Kraken2 was used to align reads from each sample against the constructed database37. Reads that aligned to multiple database entries were assigned to their last common ancestor in the taxonomy tree. Reads assigned to internal taxonomical nodes were reassigned by Braken, using the number of reads from all samples with unique mappings to the database38.

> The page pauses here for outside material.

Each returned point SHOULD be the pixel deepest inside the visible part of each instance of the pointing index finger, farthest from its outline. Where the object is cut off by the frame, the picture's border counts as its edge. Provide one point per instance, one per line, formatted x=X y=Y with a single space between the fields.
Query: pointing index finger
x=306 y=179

Gene calling with alternative genetic codes and tRNA scan

A modified version of the Prodigal program32, which allows assigning amino acids to codons that serve as stop codons in the standard bacterial genetic code (-g 11), was used to translate the genes with the suspected stop codon reassignment. All contigs were searched for the presence of tRNAs using tRNA-scan-SE (v. 2.0)39 employing a bacterial model of tRNAs (-B) and bitscore cut-off of 35.

Protein sequence analysis

A combination of PSI-BLAST40 searches using the CDD database30 profiles and custom profiles as queries and HHPRED31 searches was used for domain identification and functional annotation of proteins. Protein annotations of 110 representative genomes are available at ftp://ftp.ncbi.nih.gov/pub/yutinn/crassfamily_2020/prot2profile.txt and at https://doi.org/10.5281/zenodo.4437596.

Multiple sequence alignments of protein sequences were constructed using MUSCLE41. Phylogenetic reconstruction was performed using the IQ-TREE program, with the evolutionary models selected by IQ-TREE42.

Detection of cMAG homologs was performing by running BLASTP search of predicted proteins against the subset of proteins in the NCBI NR database with taxonomic label “Viruses”, e-value threshold of 0.0001, and no low complexity filtering.

Sequences from representative genomes not annotated with any profiles were clustered using MMSEQ243 with the similarity threshold of 0.4.

Rarefaction analysis of the crAss-like pangenome

Rarefaction analysis of the crAss-like phage pangenome was performed by constructing 1001 random-ordered lists of the 110 representative genomes and counting the total number of distinct (differently annotated) genes in the first k genomes in each list. Profile classes were used as gene annotations when available, and cluster IDs were used otherwise; unclustered genes were counted as singletons.

Reporting summary

Further information on research design is available in the Nature Research Reporting Summary linked to this article.